After last week’s meeting, Al, KC8RNQ came up to me and asked me if I could help him troubleshoot a problem with one of his rigs, a Kenwood all-mode, 2m radio. I asked him what was wrong, and he told me that it would “cut out” intermittently and that someone he was talking to thought it was “just” a bad connection in the microphone. Furthermore, the reason he wanted to fix this was so that he could give the radio to a new club member (and recent Tech licensee) who did not yet have a rig.
Well, I certainly couldn’t turn him down, especially after he said he was going to give the radio away. So, I told him to come over one evening the following week.
Tuesday evening Al brought the radio over, and we plugged it in and started playing with it. Sure enough, it worked great for a while, then nothing. Pushing on the mike cable, I was able to get it to transmit, and to transmit repeatably, so it did indeed look like “just” a bad connection in the microphone connector.
I say “just” because there is, of course, more to any repair than at first meets the eye. The first problem we encountered was disassembling the connector in the first place. I removed the strain relief and the set screw, but the connector still wouldn’t pull apart. It took us about 15 minutes to figure out that you had to unscrew the plastic part from the metal shell.
Once we were past that hurdle, the fun began. After poking each of the wires, it looked as though the mike element ground wire was the loose wire, and that all I had to do was add some more solder. But of course that didn’t work, so we decided to start from scratch.
We cut all of the wires and then removed as much of the solder as we could from the connector’s four solder cups. Next, I stripped back some of the cable jacket, and stripped the three wires with insulation. (The fourth conductor was a stranded, bare-wire shield around the mike wire.)
At that point, it hit me that I hadn’t written down which wires went to which contacts. Fortunately, I remembered that the push-to-talk (PTT) switch connect to the two contacts opposite the connector’s key. Then, using a needle nose pliers, I was able to figure out which contact was ground by alternately grounding the two contacts. The one that caused the radio to transmit had to be the contact for the white wire.

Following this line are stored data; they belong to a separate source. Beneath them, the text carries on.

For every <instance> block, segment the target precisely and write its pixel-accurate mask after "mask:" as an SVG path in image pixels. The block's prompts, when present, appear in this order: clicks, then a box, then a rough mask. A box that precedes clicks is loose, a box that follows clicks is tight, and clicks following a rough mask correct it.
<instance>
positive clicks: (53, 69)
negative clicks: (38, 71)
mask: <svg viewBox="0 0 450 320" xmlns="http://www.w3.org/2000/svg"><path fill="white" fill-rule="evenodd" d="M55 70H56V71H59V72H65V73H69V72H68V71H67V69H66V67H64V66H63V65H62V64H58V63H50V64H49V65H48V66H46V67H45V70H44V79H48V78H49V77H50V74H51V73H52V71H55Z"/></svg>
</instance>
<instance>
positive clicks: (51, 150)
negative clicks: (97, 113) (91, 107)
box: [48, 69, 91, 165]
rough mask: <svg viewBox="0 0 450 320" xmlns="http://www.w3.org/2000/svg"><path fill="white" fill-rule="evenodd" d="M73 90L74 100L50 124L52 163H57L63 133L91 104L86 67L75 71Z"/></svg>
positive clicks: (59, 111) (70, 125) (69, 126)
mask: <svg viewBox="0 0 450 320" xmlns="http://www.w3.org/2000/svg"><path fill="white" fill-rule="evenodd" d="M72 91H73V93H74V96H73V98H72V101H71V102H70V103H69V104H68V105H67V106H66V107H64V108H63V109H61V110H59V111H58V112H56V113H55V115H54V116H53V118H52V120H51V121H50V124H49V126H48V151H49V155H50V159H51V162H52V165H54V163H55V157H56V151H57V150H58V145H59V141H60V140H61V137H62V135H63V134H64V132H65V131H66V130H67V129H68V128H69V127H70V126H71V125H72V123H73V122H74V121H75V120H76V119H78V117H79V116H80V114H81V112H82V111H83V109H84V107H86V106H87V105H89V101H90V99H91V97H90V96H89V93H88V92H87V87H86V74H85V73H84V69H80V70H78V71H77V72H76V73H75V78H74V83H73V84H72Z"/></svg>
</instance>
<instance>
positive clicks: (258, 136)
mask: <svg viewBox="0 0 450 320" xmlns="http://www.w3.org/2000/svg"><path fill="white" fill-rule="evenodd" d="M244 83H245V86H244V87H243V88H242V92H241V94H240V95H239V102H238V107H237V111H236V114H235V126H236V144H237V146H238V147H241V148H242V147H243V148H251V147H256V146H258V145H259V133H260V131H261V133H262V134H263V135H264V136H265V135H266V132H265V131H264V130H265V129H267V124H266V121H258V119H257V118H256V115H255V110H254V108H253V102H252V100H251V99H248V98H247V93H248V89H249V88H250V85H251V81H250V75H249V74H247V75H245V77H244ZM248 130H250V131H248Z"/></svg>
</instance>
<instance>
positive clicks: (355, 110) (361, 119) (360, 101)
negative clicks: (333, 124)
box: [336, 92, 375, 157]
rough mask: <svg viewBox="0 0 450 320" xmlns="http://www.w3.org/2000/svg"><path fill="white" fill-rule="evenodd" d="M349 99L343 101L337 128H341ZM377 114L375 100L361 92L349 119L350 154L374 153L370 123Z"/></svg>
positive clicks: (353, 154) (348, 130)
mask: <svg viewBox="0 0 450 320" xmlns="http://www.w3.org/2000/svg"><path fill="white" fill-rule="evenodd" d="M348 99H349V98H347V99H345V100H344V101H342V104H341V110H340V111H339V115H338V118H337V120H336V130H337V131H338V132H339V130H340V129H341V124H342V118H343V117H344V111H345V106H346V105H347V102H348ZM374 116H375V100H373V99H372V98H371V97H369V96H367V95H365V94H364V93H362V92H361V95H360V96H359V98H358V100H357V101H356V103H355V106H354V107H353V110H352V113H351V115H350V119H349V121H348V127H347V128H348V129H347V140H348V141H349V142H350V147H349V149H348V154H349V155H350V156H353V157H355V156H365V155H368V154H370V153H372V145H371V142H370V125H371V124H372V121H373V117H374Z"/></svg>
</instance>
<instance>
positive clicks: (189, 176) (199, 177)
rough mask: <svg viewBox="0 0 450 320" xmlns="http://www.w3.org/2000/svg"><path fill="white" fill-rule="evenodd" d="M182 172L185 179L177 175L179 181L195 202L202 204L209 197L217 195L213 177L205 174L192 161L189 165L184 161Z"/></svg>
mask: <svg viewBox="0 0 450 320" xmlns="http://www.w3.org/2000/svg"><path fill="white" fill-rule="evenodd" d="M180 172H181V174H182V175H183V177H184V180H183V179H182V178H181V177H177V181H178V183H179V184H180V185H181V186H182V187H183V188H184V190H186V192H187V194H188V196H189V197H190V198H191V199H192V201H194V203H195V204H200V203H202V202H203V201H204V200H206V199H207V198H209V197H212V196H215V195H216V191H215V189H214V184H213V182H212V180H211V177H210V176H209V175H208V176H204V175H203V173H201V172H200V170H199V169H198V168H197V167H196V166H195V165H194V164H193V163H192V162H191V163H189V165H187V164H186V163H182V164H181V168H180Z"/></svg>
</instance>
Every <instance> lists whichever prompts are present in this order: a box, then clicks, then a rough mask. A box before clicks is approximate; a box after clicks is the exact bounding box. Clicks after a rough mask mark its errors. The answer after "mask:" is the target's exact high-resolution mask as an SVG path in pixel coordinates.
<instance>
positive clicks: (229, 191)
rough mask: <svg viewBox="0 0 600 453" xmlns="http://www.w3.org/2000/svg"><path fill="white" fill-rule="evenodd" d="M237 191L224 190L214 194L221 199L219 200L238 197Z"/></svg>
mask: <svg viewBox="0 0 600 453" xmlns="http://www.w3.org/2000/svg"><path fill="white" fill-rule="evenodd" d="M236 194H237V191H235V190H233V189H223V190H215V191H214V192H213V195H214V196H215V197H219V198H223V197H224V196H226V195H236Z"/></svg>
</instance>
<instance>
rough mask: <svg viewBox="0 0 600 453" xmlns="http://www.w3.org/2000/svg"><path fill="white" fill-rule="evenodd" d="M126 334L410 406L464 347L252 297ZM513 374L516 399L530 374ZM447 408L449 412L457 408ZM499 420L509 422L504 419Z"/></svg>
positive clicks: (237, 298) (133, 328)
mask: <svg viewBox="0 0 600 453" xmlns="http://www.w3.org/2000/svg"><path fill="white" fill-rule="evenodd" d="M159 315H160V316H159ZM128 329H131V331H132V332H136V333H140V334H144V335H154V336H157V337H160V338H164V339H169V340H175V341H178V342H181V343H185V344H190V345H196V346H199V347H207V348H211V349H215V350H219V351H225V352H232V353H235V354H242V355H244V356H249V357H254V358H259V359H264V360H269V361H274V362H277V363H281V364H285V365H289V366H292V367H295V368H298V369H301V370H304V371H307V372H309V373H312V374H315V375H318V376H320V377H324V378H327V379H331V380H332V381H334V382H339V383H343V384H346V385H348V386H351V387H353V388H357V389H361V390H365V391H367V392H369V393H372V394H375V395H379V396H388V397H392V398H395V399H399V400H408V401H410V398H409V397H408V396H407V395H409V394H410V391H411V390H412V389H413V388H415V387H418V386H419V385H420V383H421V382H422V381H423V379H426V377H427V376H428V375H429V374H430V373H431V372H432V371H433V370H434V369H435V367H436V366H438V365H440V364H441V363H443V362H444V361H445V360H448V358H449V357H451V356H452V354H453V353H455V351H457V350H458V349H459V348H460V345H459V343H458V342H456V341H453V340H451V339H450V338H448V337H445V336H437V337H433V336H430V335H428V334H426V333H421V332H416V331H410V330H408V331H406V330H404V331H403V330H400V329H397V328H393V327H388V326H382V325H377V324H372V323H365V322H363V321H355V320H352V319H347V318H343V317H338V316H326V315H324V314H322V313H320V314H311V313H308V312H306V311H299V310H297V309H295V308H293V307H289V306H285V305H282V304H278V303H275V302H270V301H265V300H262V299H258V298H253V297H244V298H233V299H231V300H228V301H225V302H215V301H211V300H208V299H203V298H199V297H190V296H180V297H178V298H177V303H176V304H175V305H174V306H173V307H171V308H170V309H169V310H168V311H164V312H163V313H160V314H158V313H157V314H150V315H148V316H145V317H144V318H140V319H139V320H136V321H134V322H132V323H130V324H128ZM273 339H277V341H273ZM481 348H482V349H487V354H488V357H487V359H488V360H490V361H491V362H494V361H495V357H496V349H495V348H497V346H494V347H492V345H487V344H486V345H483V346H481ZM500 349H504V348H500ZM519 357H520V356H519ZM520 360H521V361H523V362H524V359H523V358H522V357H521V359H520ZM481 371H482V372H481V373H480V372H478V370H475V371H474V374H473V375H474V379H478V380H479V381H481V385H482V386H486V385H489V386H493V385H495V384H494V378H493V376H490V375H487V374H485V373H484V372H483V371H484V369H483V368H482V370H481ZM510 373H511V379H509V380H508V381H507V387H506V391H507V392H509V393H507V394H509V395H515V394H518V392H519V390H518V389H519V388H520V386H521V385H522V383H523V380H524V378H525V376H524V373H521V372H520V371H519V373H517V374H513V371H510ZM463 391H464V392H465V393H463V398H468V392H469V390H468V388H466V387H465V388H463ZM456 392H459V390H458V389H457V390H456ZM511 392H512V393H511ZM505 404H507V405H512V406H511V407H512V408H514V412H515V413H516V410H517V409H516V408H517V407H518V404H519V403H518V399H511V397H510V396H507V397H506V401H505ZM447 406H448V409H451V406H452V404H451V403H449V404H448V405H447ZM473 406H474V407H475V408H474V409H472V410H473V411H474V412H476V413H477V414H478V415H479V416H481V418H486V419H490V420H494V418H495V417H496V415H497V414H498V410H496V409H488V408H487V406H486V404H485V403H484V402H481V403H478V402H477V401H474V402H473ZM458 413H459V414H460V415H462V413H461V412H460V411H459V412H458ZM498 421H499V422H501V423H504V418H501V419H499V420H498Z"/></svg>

Having figured that out, it was back to soldering the wires back to the connector. I had already stripped the wires, but each had some fiber inside it that had to be cut off before I could tin the wires. At this point, I had to put on my reading glasses so I could see the fine strands to cut them off.
Finally, after getting the wires tinned, I started soldering them to the connector. I got two of them soldered and was starting on the third, when I made a bad mistake. I trimmed one of the two remaining wires too short. No amount of pulling and prodding would get it to where I wanted it, so I had to cut the two wires I’d already soldered and start all over again.
All this wouldn’t have been so bad, but for all the harassment I was getting from Al. He wondered how this “simple” repair could have already taken me more than an hour to complete. I can’t complain too much, though. He did help by holding the connector as I was soldering the wires to it, risking burnt fingers every time I brought the soldering iron close to the connector.
Finally, nearly two hours after we’d started, I got everything back together again. If I was running a radio repair shop, I could have perhaps charged $10-15 bucks for that repair. That’s why I say I guess that a career in electronics service is out for me.